Freelance vs Corporate: The Best & Worst Case Scenarios
I'd like to believe I make freelancing look attractive. Whenever a friend comes up to me and says she wants to freelance, I hold myself responsible. All the same, I will also be the first to say that freelancing isn’t for everyone—but then so is corporate life.
A back story: I worked in a public relations agency for five years, moved on to a media corporation and stayed for less than a year, before I finally decided to work on my own. It's been about two years since. Although what I've learned so far isn't exactly ground-breaking, I decided to map out the differences of both worlds below in case you’re curious.
KEEPING UP WITH CORPORATE LIFE
To last in a corporate setting and absolutely reap its rewards (read: a covetable retirement package), it’s highly recommended that you find a job you like and are good at. It’s essential that you find a company and office culture that’s to your liking, so you’ll fit right in. Hopefully, you’ll stay long, climb up the corporate ladder (without injuries!), and successfully make a name for yourself.
Personally, I left my office jobs because I simply didn’t see myself growing in the companies I were in anymore. All the same, I don’t regret what I’ve learned from these experiences. A corporate job introduces you to the benefits of a structure, and one that’s been developed following years of experience and assessment. And while you may hate its strict implementations, you’ll soon realize why it’s efficient or essential to work within a system of sorts.
Off-hand, working in an office and with colleagues I see on the daily taught me many things. For one, I learned that meeting deadlines and being on time are more than a reflection of your habits, but a gesture of respect for others’ time, too.
Respect also comes in the form of arriving to meetings prepared and dressed appropriately. Personally, it took me long to master the proper way to express myself in the way I dress, without offending anyone (e.g. I realized that there are clients who can’t take a good print-on-print!).
Working in an office setting also made me (inevitably) considerate of others, be conscious of the fact that they have their own lives, time, and schedule, and to be extra mindful of what I say and how I act, primarily because I am dealing with persons from different walks of life. I learned to sip drinks slowly at office-sanctioned events so I don’t end up tipsy and eventually embarrass myself, politely deal with colleagues I don’t exactly agree with, and veer away from unnecessary drama that may be harmful to my health.
FEELING THE FREELANCE LIFE
Freelancing sounds amazing on paper and on Instagram, primarily due to the overrated myth of “having your own free time”. Technically, that’s the truth; but essentially, it can only really be beneficial to you if you’re a pro at managing your time, your energy, and your moods. Otherwise, you’ll only make a mess of yourself freelancing.

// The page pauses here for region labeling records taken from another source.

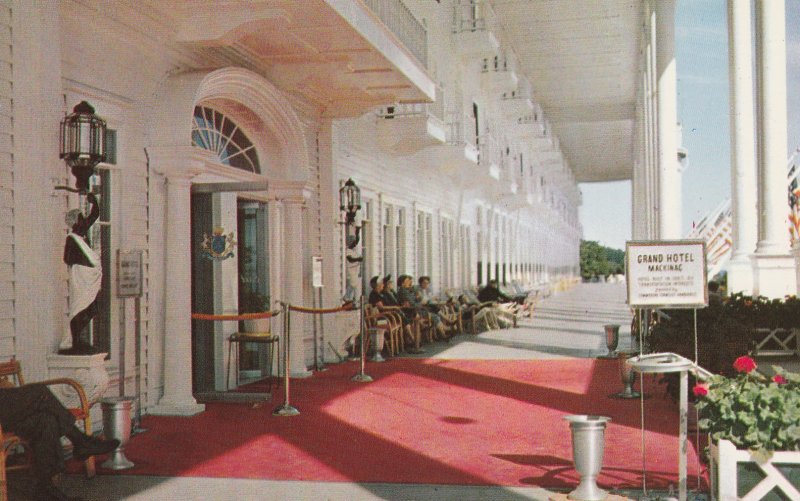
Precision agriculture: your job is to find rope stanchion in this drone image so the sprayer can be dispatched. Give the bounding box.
[289,303,355,313]
[192,310,281,321]
[272,303,300,416]
[350,296,374,383]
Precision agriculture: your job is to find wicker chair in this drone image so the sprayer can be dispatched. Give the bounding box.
[0,359,96,501]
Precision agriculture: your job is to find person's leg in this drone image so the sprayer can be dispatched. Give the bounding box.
[12,411,67,500]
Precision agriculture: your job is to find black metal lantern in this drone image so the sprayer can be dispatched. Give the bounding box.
[59,101,106,192]
[339,179,361,224]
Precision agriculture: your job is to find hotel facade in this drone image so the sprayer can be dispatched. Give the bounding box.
[0,0,796,415]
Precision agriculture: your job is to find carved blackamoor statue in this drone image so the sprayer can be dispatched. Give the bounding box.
[58,193,103,355]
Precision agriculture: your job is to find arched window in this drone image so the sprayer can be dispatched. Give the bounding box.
[192,106,261,174]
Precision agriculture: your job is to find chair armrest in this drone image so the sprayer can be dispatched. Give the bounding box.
[35,377,89,416]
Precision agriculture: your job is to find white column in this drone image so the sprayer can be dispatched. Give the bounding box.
[728,0,758,295]
[655,0,681,239]
[148,176,205,416]
[753,0,797,298]
[283,199,311,377]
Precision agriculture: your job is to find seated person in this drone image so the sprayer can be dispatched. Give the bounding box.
[478,280,513,303]
[376,275,425,354]
[0,384,119,501]
[397,275,450,341]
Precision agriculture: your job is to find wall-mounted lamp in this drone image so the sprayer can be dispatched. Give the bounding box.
[59,101,106,193]
[339,178,361,224]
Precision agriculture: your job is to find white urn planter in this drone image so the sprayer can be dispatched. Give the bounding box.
[710,440,800,501]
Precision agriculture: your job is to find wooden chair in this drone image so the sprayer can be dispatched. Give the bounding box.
[364,305,403,357]
[0,358,96,501]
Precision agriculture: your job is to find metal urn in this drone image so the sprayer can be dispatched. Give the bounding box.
[603,324,619,358]
[612,351,641,398]
[100,397,134,470]
[564,414,611,501]
[369,329,386,362]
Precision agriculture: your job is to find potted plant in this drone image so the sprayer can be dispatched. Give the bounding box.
[239,288,270,333]
[693,356,800,499]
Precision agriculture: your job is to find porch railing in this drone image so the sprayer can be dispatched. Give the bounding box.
[361,0,428,68]
[453,0,495,33]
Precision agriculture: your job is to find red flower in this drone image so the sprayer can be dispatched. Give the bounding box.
[733,356,758,374]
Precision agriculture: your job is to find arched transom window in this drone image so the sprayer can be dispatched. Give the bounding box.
[192,106,261,174]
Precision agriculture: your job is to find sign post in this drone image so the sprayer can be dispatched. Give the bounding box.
[311,256,325,371]
[117,250,143,432]
[625,240,708,501]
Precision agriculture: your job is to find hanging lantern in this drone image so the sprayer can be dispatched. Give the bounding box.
[339,179,361,224]
[59,101,106,192]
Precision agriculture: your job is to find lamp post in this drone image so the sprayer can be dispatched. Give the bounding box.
[56,101,106,355]
[339,179,372,383]
[59,101,106,194]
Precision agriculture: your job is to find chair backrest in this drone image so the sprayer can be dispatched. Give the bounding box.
[0,358,25,388]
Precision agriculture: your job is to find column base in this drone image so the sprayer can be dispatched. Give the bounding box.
[728,255,753,296]
[147,400,206,417]
[47,353,111,433]
[753,253,797,299]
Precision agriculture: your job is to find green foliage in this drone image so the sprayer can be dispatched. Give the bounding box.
[580,240,625,279]
[695,360,800,457]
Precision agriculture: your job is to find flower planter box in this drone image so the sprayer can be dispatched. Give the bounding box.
[710,440,800,501]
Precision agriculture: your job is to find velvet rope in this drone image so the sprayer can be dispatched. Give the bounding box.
[289,303,355,313]
[192,310,281,320]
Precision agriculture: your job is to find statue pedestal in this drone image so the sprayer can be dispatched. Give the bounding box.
[47,353,111,433]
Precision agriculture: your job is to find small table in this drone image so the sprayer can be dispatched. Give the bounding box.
[225,332,278,394]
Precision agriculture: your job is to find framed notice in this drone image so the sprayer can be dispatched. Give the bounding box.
[311,256,322,288]
[625,240,708,308]
[117,250,142,297]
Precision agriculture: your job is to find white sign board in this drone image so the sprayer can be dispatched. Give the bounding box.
[311,256,322,288]
[117,250,142,297]
[625,240,708,308]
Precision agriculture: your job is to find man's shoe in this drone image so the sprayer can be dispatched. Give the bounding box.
[72,437,119,461]
[36,482,81,501]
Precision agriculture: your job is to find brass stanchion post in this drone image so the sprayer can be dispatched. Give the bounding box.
[272,303,300,416]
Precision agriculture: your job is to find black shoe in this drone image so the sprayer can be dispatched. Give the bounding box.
[72,437,119,461]
[36,482,82,501]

It takes discipline and consistent self-control to survive the freelance race, but the rewards are worth it. When you’re working on your own, you have more leeway to say no to difficult clients, partners, and teams. While you can’t keep avoiding the bad ones forever, you have a bit more freedom to choose whose quirks you can handle.
Because I’ve been a relatively good student all my life (occasionally on the Outstanding Student’s and Dean’s Lists), I always thought of myself as an organized, well-disciplined, and dependable person. Freelance life revealed I wasn’t.
Picture it this way: outside the four walls of a freezing office, what can you do? It’s so tempting to shop, have brunch, and watch a local movie. You see, the challenge really comes in how you master self-discipline and not let distractions get the better of you.
So far, though, while it’s all an ongoing progress, I am thankful for this freelance life because it made me realize my values and the principles I can’t ever give up. It taught me to look after myself because no one else will. I am also slowly learning how to say a resounding ‘yes’ and a regretful but firm ‘no’ and go with what I truly want.
On the whole, I wouldn't say one works better than the other. It really depends on your goals at the moment. However, I strongly recommend that you experience both for at least a significant number of years. Today, I take pride in the fact that I’ve experienced agency life, thanks to my office job; and at the same time, I'm thankful to be in an industry that allows a writer like me to thrive in a flexible set up.
What about you? What are your thoughts?